Ein paar Seiten weiter ist das Freistoßtor von Rivelinho gegen die DDR festgehalten. Jairzinho hatte sich damals in die Mauer der verdutzten Ostdeutschen gezwängt und just in dem Moment fallengelassen, als Rivelinho gegen den Ball trat. Durch die Lücke flog der Ball ins Tor. Für mich ist das noch immer der beste Freistoßtrick aller Zeiten. Ich habe anschließend natürlich versucht, Jairzinho nachzumachen. Doch ein Afro ist mir bis heute nicht gelungen.

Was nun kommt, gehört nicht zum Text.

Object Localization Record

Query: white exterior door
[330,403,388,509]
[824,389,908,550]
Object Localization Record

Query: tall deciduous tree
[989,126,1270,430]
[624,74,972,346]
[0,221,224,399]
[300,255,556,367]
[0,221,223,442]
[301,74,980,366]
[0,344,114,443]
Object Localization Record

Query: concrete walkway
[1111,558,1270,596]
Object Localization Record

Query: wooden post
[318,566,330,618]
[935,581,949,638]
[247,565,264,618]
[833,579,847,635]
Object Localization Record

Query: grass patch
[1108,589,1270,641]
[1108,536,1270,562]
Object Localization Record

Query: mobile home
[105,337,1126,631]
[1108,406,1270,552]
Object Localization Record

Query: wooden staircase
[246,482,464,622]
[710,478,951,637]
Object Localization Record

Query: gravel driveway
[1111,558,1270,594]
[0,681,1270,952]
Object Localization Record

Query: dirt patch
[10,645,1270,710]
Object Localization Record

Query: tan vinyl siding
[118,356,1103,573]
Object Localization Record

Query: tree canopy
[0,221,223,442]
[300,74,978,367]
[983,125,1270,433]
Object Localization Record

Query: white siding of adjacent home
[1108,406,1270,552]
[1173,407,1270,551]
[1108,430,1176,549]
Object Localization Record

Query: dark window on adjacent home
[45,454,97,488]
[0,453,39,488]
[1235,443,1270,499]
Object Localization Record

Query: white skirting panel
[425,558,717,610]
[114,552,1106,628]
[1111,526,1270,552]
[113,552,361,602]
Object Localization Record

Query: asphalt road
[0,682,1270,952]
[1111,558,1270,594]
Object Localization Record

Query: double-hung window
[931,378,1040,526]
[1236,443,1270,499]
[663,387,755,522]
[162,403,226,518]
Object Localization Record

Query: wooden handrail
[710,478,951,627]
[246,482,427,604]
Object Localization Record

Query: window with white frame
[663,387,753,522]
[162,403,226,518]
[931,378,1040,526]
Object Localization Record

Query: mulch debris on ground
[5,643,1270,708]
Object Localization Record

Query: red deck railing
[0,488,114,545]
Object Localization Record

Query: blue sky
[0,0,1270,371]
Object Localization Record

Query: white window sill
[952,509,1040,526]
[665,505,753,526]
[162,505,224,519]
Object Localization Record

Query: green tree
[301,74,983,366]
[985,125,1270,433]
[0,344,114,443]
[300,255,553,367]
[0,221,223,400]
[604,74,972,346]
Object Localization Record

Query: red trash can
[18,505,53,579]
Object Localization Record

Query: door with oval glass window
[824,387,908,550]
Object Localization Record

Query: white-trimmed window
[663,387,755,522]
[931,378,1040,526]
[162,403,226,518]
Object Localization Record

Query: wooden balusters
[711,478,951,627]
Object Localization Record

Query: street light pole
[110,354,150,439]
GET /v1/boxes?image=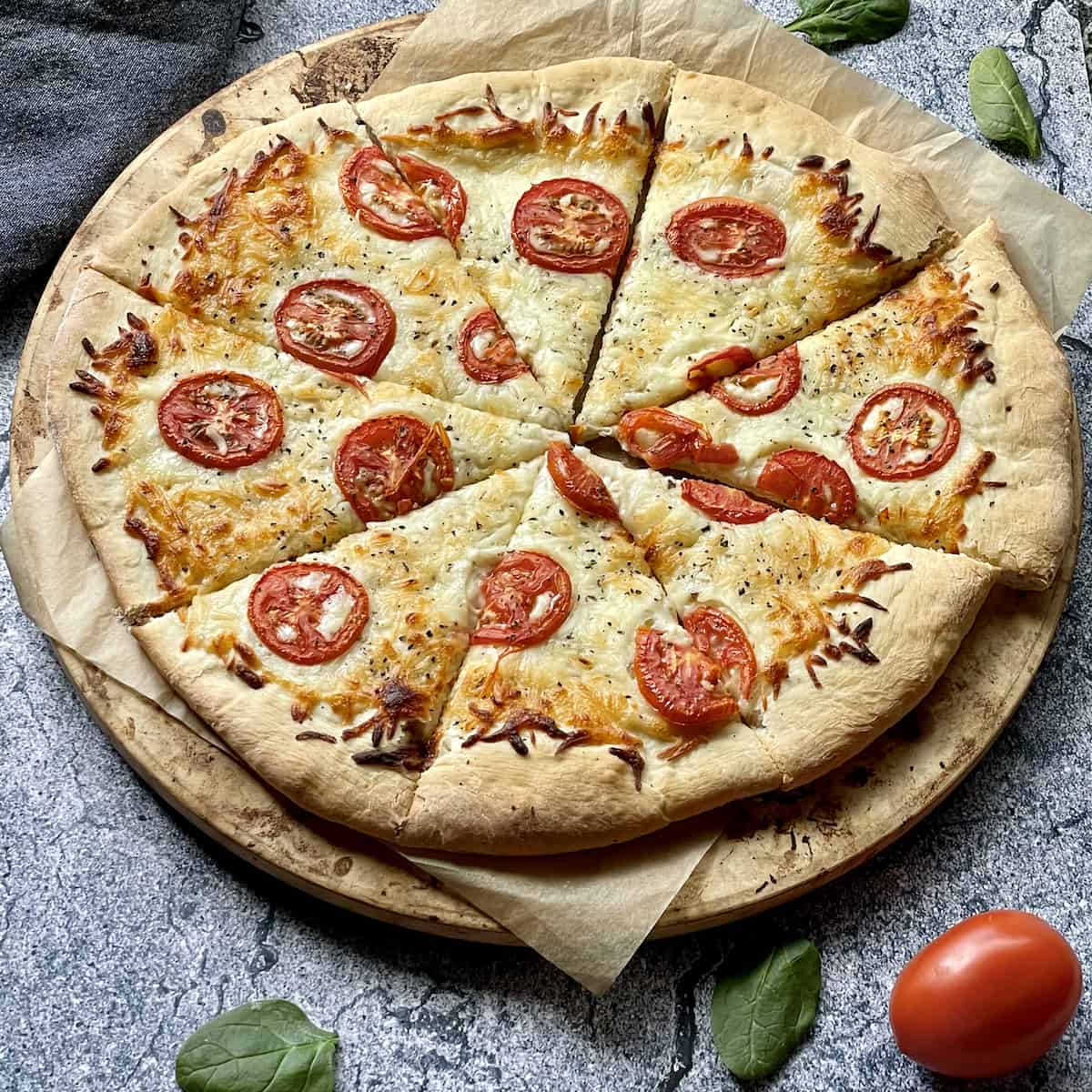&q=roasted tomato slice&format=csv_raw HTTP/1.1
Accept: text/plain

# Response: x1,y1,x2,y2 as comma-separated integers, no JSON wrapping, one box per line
682,607,758,698
546,440,618,520
247,561,368,664
850,383,960,481
633,626,739,728
334,414,455,523
157,371,284,470
682,479,777,524
666,197,787,278
459,307,531,383
709,345,801,416
397,153,466,242
273,280,395,376
758,448,857,523
686,345,754,387
470,551,572,649
338,147,443,240
512,178,629,275
618,406,739,470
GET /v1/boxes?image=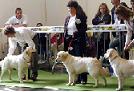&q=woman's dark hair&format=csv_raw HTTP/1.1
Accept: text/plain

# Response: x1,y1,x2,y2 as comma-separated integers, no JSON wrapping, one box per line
120,2,129,8
67,0,87,18
115,4,134,19
95,3,109,17
4,26,16,35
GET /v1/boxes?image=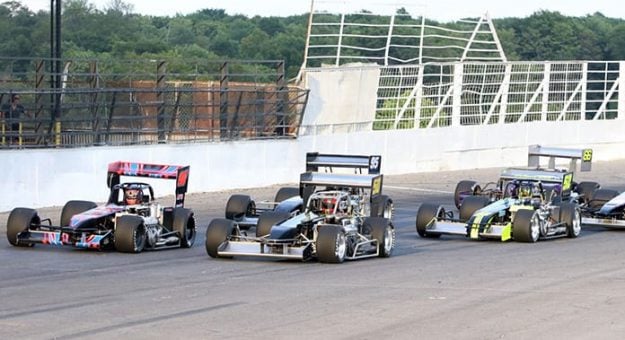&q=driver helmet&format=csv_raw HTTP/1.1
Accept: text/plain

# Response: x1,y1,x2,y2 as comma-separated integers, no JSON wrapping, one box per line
321,197,336,215
519,183,533,198
124,186,143,205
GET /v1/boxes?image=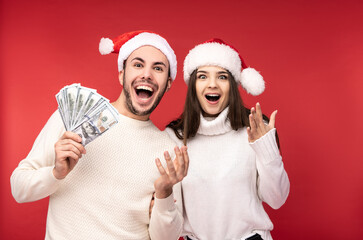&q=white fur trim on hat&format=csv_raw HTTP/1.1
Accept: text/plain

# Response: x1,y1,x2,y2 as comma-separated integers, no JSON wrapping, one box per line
117,32,177,80
184,42,242,84
241,68,265,96
98,38,114,55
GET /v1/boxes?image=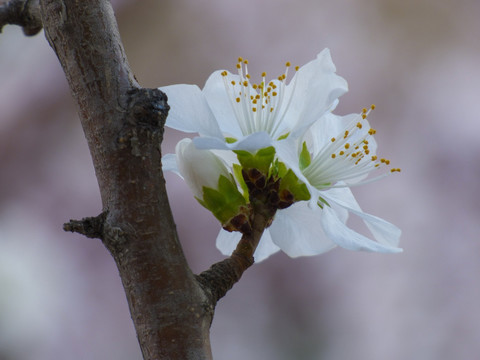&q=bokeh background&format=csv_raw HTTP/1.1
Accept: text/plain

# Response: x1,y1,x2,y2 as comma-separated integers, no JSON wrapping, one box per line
0,0,480,360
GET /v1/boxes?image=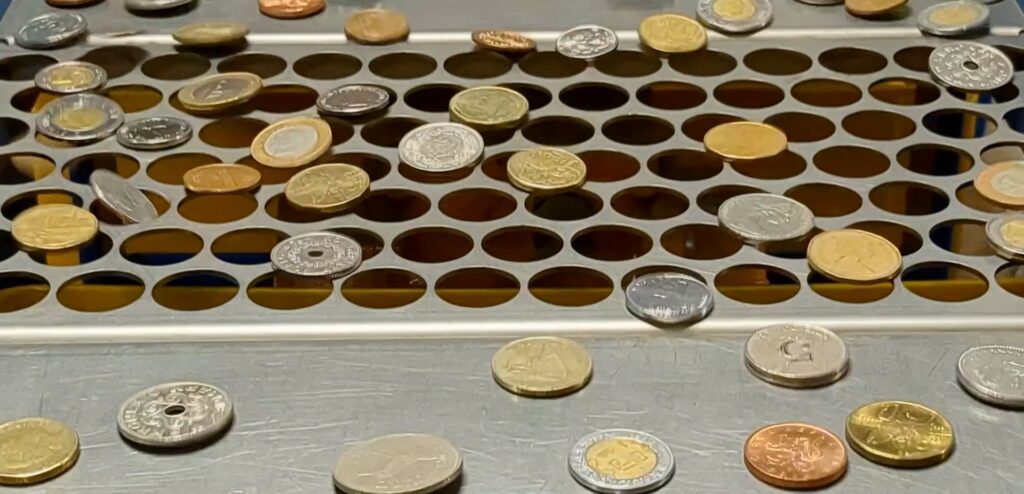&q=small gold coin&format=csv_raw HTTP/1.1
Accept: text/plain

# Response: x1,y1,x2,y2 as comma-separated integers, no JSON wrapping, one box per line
705,122,788,160
807,230,903,283
10,204,99,250
285,163,370,213
846,402,954,467
0,417,79,486
640,13,708,53
490,336,594,398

Und beim Versuch, den Freistoßtrick nachzuahmen, schoss mir ein Mitspieler einst den Ball volles Pfund in die Eier. Immerhin habe ich mir vor Jahren das sensationell schöne Brasilien-Trikot von der WM 1974 gekauft. Beim Schreiben dieser Zeilen habe ich versucht, es mal wieder anzuziehen. Ich passe nicht mehr rein.
Ailton
Endlich mal ein Spieler, den ich deshalb in diese Liste berufe, weil ich seine Kunst live habe erleben dürfen. In der Saison 2003/04 war Ailton der beste Stürmer der Welt. Mindestens. Er schoss 28 Tore und Werder damit zur Meisterschaft. Als Krönung hob er im entscheidenden Spiel gegen den FC Bayern den Ball mit der Innenseite über Oliver Kahn hinweg ins Tor, als sei das nicht der beste Torhüter der Welt (mindestens), sondern ein schlafender Zeugwart. Kleines dickes Ailton war in diesen Jahren einfach fantastisch. Super-Stürmer hatten eigentlich auszusehen wie 100-Meter-Sprinter, Ailton sah meistens aus wie Homer Simpson. Was ihn außerdem für meine ganz persönliche Lieblingself qualifiziert: Der Mann macht mich glücklich. Selbst als er vor einigen Jahren ins Dschungelcamp einzog und sich damit erneut der Lächerlichkeit preisgab, sah er zufrieden aus. Ailton war noch etwas dicker, saß auf einem Pferd und ritt durchs Nirgendwo der TV-Peinlichkeit. Gemeinsam mit einem Trupp Pappnasen, die man früher im Stadion der Gesellschaft zuliebe verhauen hätte. Er grinste trotzdem wie ein Honigkuchenpferd. Da wusste ich: Die Saison 2003/04 wird sich Ailton niemals nehmen lassen. Der Glückliche.
Uwe Seeler
Die Beziehung zwischen Uwe Seeler und mir ist sehr speziell. Jedenfalls für mich. Ich muss in der dritten Klasse gewesen sein, als der über die Dörfer tingelnde Bücherbus als kleine Imagekampagne Säcke voller Bücher in unserer Schule auskippen ließ und wir eingeladen wurden, uns eines auszuleihen. Das Buch mit dem haarlosen Mann in Seitfallzieher-Haltung sprang mir direkt ins Auge. Es war die 1965 erschienene Biografie von Uwe Seeler, zuletzt ausgeliehen im Herbst 1978. Ich befand mich in den beginnenden neunziger Jahren und nahm das Buch mit nach Hause. Nach drei Wochen fuhr meine Mutter zur Schule und bat inständig darum, dass ihr Sohn diese Biografie behalten könne. Bis dahin hatte ich sie nämlich zehnmal gelesen. Ich wusste alles über Uwes Leben bis zum Jahr 1965. Ich kannte die Namen seiner Frau, seiner Kinder, seiner Familie, seines ersten Chefs am Hamburger Hafen. Konnte die Hochzeitstorte exakt beschreiben. Wusste um die innige Freundschaft zu Klaus Stürmer und die beiderseitige Leidenschaft für Bockwürstchen.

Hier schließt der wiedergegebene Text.